After voloxidation, the fuel is sent for dissolution and extraction. Uranium and plutonium are separated and returned to the fuel cycle in the form of uranium and plutonium dioxide, from which it is planned to produce mixed oxide uranium-plutonium MOX fuel for fast neutron reactors and REMIX fuel for thermal neutron reactors that form the basis of modern nuclear energy.

The fission products are conditioned, vitrified and packaged in a protective container. Liquid radioactive waste does not remain.

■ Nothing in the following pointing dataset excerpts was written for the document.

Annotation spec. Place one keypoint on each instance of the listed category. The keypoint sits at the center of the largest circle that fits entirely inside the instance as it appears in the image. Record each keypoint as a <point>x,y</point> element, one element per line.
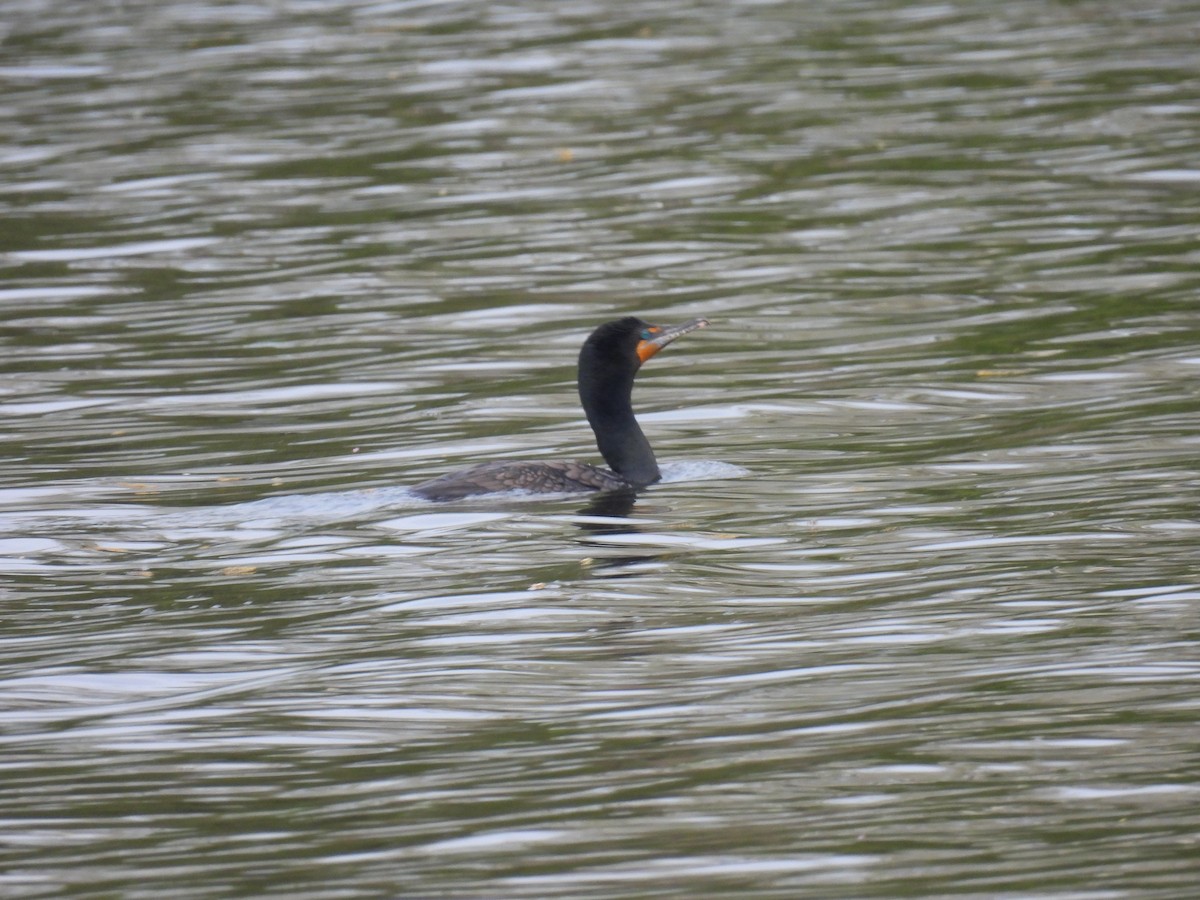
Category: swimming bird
<point>610,359</point>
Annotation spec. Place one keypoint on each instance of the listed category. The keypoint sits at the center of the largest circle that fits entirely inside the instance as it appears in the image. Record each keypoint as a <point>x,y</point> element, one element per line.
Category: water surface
<point>913,612</point>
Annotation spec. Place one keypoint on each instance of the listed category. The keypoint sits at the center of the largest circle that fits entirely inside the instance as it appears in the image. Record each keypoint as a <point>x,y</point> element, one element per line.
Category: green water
<point>915,611</point>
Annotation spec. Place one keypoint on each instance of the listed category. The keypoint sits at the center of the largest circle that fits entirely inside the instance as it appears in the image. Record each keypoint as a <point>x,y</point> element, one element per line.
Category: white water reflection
<point>910,612</point>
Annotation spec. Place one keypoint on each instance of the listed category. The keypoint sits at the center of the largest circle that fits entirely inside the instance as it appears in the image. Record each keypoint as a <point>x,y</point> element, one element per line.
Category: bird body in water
<point>610,359</point>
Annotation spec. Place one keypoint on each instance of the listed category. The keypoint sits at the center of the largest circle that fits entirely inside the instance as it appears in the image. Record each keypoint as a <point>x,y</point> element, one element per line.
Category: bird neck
<point>606,401</point>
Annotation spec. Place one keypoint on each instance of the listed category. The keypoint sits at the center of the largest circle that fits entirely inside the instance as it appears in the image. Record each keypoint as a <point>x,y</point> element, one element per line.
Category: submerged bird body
<point>610,359</point>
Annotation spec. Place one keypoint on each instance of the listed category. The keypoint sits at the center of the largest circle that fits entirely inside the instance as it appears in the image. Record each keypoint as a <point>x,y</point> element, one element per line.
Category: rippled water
<point>915,610</point>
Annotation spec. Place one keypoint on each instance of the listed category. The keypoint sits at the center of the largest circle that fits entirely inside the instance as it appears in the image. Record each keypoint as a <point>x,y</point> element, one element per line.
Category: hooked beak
<point>663,335</point>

After working out new technology SNF reprocessing will be scaled up to be used in the second, full-scale stage of the OFC, which will become the industrial basis for the closed nuclear fuel cycle (CFFC). Now the construction of the building and the second stage of the ODC is being completed. It is expected that the experimental demonstration center will start working on an industrial scale after 2020, and in 2021 the Mining and Chemical Combine expects to process tens of tons of spent fuel from VVER-1000 reactors, Strana Rosatom reported, citing CEO enterprises of Peter Gavrilov.

In the nuclear fuel cycle, it is believed that due to the expanded reproduction of nuclear "fuel", the fuel base of nuclear energy will be significantly expanded, and it will also be possible to reduce the volume of radioactive waste due to the "burning" of dangerous radionuclides. Russia, according to experts, ranks first in the world in the technologies for building fast neutron reactors, which are necessary for the implementation of the CNFC.

The Federal State Unitary Enterprise "Mining and Chemical Combine" has the status of a federal nuclear organization. MCC is the key enterprise of Rosatom in creating technological complex closed nuclear fuel cycle based on innovative technologies new generation. For the first time in the world, the Mining and Chemical Combine concentrates three high-tech processing units at once - the storage of spent nuclear fuel from nuclear power plant reactors, its processing and the production of new nuclear MOX fuel for fast neutron reactors.